You are a citizen of the world, wherever your non-egoistic support and help is needed. Throughout this journey we observed and witnessed the tender, affectionate and respectful attitudes the children had in regards to you every time they "saw" you, as if you could be a sun ray in their lives.

You are an effective story teller, colouring reality with its strokes of paint, which had us hooked and mesmerised whilst listening to you.

A huge thank you from
Wanda and Rui Neves"

Monday, 25 February 2013

"A very easy death" by Simone de Beauvoir ...
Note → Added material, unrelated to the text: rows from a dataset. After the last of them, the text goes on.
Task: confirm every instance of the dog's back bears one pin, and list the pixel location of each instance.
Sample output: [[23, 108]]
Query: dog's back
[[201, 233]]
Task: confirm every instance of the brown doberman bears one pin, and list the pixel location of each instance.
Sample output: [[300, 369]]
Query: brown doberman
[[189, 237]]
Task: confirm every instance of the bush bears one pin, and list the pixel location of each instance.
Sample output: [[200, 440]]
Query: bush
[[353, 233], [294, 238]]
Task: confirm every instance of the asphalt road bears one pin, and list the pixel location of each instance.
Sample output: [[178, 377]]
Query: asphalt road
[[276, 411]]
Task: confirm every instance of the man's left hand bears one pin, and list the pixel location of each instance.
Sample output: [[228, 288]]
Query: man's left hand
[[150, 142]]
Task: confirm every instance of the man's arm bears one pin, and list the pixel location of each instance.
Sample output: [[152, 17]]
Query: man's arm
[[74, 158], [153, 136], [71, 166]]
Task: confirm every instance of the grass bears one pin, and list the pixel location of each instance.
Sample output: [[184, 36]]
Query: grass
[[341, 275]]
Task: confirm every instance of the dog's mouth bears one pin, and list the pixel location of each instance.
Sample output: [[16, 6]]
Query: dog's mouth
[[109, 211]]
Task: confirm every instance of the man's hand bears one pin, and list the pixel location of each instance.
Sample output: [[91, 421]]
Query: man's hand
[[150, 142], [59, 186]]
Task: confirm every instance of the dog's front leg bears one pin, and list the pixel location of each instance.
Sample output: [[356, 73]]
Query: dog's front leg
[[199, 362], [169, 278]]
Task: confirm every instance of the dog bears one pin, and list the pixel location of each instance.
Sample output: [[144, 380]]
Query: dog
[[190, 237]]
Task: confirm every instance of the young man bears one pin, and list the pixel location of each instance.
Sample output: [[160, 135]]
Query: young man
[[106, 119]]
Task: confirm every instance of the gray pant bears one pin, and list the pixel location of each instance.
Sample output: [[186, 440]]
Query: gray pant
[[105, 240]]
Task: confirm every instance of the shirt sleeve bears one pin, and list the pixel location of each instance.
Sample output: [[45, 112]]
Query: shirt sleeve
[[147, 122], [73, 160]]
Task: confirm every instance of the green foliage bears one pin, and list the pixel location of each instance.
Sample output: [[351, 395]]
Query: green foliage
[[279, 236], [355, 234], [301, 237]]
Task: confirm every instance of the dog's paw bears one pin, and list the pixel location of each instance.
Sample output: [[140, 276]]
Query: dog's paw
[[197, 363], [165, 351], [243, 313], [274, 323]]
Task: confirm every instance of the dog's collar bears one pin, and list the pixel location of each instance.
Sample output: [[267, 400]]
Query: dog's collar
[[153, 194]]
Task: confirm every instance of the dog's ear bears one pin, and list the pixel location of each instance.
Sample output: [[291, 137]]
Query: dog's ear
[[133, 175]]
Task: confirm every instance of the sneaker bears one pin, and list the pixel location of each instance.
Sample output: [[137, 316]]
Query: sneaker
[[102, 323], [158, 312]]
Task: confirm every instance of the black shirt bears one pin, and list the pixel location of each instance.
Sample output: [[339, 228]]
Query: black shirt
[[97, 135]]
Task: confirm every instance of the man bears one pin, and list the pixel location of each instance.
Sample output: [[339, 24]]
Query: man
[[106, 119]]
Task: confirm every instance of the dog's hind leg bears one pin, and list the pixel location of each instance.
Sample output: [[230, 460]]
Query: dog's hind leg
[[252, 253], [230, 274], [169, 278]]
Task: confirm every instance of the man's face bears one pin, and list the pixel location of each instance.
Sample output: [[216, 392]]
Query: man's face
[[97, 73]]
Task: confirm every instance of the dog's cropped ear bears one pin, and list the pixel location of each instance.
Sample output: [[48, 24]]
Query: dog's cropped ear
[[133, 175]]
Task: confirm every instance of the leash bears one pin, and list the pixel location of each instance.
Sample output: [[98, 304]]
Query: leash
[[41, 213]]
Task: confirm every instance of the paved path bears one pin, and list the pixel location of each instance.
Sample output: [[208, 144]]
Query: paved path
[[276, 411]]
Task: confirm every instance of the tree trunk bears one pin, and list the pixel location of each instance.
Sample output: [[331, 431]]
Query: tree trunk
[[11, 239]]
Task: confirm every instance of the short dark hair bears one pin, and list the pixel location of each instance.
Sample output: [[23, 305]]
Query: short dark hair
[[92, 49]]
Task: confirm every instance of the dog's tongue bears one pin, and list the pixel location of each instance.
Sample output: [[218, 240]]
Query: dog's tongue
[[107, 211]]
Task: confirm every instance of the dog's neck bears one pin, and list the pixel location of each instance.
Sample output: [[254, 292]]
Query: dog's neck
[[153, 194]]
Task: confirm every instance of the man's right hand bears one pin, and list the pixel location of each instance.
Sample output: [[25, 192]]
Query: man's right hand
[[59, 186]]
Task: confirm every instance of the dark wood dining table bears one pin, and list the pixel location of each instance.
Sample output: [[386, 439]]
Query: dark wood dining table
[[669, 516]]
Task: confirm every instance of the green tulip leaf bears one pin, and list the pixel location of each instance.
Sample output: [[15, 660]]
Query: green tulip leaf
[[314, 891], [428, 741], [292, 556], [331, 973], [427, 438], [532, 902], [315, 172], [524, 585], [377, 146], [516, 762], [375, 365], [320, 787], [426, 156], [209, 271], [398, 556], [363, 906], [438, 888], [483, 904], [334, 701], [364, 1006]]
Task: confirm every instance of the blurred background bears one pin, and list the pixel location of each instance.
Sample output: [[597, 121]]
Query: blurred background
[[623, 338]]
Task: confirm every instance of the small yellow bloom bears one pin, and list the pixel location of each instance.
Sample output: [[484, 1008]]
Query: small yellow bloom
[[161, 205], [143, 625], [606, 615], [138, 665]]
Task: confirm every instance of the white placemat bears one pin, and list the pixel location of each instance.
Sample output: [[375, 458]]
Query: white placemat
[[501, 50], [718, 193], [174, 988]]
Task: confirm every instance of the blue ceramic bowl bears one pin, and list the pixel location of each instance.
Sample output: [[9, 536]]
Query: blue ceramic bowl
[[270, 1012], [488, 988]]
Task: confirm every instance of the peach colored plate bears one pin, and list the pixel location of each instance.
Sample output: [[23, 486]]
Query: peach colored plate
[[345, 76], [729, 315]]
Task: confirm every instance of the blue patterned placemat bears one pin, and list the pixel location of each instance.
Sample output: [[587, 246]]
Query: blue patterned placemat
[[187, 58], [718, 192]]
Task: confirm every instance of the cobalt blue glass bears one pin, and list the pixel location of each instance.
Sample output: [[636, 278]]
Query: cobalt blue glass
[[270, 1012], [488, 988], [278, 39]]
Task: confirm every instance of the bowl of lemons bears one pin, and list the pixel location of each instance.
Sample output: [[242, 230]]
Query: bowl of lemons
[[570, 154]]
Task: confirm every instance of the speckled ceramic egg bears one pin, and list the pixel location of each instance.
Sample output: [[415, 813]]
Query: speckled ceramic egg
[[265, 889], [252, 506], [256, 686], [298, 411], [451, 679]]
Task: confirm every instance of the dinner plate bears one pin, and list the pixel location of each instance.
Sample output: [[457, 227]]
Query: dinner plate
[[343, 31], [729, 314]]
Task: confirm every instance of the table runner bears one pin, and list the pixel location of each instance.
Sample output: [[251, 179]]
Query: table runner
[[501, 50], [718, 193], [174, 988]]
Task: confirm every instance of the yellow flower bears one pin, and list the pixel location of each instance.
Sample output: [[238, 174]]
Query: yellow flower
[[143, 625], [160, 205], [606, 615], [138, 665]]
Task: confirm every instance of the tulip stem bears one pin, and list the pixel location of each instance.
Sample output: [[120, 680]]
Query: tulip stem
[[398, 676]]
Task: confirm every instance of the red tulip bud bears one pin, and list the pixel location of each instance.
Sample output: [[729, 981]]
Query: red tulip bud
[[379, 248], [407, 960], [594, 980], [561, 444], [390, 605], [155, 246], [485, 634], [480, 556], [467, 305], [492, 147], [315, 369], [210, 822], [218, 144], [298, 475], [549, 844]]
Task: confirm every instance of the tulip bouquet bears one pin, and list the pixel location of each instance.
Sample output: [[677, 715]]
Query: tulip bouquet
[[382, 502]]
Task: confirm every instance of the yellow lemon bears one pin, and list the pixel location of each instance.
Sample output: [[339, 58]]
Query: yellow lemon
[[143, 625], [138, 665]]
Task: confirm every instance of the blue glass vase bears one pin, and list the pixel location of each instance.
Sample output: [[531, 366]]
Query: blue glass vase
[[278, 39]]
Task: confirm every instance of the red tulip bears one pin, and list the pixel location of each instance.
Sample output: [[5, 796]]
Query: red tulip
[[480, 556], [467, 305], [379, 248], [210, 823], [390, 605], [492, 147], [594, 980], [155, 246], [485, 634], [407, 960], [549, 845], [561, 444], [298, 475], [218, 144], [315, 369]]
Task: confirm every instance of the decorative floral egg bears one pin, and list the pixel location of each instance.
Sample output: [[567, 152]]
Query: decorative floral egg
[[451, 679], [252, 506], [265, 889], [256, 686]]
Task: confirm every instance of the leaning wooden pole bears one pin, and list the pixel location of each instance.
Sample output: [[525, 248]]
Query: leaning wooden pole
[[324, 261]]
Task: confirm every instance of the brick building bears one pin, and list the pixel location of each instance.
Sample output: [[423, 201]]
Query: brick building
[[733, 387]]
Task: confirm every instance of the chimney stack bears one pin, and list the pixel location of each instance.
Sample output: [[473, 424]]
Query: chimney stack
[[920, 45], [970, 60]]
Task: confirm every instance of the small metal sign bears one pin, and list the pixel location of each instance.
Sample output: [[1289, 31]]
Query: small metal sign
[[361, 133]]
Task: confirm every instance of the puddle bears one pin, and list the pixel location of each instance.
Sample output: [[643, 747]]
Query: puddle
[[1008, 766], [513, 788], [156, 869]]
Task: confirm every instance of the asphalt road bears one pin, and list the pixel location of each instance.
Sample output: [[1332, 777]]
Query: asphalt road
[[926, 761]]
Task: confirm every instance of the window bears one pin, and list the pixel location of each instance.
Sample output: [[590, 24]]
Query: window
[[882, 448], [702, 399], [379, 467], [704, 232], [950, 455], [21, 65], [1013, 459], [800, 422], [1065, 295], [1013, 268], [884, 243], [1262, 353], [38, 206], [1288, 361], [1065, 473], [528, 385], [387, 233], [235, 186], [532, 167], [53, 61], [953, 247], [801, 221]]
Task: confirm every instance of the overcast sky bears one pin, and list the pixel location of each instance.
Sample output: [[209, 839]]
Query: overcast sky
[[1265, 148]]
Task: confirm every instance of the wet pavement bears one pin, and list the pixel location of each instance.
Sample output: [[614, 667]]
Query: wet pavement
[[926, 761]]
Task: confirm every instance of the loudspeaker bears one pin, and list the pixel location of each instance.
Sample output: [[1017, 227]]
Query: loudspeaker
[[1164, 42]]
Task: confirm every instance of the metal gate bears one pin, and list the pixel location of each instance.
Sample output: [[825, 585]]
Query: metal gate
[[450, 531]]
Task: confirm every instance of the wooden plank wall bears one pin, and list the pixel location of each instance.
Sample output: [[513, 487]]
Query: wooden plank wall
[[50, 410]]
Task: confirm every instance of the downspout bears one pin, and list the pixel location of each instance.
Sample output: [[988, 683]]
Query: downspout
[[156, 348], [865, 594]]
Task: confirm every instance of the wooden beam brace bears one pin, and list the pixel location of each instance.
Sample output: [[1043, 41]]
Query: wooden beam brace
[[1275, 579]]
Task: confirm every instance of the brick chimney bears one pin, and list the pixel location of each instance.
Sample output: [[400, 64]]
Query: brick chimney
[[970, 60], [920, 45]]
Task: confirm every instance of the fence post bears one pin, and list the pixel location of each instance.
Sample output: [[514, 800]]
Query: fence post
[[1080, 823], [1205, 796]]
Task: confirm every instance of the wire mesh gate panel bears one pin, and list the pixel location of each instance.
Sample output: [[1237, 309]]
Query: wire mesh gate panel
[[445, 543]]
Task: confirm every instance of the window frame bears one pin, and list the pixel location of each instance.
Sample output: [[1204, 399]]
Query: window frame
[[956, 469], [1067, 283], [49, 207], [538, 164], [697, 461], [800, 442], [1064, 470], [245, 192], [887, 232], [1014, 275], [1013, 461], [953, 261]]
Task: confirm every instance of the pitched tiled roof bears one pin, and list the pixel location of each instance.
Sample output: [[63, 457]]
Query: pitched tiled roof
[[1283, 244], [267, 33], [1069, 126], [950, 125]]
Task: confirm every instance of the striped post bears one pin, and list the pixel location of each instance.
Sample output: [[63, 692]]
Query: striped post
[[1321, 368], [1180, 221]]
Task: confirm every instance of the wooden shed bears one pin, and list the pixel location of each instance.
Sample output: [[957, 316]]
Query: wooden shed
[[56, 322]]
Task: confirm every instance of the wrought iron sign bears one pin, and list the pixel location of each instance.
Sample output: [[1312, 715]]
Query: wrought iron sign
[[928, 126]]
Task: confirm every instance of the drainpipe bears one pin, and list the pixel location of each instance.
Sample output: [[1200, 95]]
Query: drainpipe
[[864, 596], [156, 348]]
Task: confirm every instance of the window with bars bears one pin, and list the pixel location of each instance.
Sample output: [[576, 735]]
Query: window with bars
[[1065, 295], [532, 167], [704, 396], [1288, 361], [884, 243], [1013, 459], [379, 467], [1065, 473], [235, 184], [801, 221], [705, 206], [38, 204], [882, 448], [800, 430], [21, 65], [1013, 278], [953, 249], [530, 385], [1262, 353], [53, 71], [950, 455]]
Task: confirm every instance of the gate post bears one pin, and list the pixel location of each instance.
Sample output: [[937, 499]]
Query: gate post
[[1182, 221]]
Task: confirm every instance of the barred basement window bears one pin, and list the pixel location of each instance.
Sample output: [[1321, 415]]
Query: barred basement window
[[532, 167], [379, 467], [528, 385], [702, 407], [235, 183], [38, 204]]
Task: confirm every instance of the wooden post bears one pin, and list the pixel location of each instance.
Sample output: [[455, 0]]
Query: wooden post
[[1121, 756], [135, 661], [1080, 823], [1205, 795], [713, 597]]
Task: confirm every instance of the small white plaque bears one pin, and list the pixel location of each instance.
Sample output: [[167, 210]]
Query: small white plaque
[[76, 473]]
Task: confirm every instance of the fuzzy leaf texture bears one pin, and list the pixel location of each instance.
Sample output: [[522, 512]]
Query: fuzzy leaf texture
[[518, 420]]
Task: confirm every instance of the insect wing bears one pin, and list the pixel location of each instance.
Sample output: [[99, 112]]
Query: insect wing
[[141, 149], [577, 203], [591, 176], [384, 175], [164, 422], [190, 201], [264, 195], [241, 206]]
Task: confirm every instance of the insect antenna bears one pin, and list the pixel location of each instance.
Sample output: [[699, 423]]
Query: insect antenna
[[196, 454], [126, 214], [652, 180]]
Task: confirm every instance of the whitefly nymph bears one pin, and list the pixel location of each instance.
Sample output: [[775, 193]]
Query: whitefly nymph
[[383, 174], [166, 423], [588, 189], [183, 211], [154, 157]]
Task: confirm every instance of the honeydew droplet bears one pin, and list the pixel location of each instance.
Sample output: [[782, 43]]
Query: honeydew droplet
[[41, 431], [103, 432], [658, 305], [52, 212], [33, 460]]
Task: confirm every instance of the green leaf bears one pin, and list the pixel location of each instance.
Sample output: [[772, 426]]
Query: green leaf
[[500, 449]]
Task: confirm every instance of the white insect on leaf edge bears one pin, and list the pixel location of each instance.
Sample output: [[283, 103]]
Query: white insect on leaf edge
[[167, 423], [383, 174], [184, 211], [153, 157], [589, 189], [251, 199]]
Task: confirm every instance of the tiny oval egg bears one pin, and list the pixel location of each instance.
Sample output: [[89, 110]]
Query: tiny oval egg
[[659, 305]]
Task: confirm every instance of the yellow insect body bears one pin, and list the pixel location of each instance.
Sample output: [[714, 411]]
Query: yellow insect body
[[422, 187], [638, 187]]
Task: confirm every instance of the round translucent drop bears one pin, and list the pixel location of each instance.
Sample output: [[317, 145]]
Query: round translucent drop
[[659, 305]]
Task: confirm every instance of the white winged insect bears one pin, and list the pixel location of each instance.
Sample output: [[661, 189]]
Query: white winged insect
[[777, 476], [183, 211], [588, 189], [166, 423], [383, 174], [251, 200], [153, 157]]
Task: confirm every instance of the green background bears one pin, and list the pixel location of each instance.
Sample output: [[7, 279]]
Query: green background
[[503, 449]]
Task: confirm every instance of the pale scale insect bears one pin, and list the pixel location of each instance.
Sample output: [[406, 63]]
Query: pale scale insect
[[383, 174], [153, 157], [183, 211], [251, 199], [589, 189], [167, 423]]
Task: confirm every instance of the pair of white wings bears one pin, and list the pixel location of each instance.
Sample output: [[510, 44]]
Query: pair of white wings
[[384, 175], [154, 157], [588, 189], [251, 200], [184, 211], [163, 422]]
Irrespective of being  a rather touching day-by-day account of Simone de Beauvoir mother's death and thus a very personal description it is also profoundly moving as to one's own thoughts about death, life's regretful feelings and memories.

It may sound strange that I have (lately) been reading books on ageing, life's reflections and now death, but such matters do surface from time to time despite the fact that in regards to this latest issue  "le malheur, c'est que cette aventure commune à tous, chacun la vit seul" ... according to the author ...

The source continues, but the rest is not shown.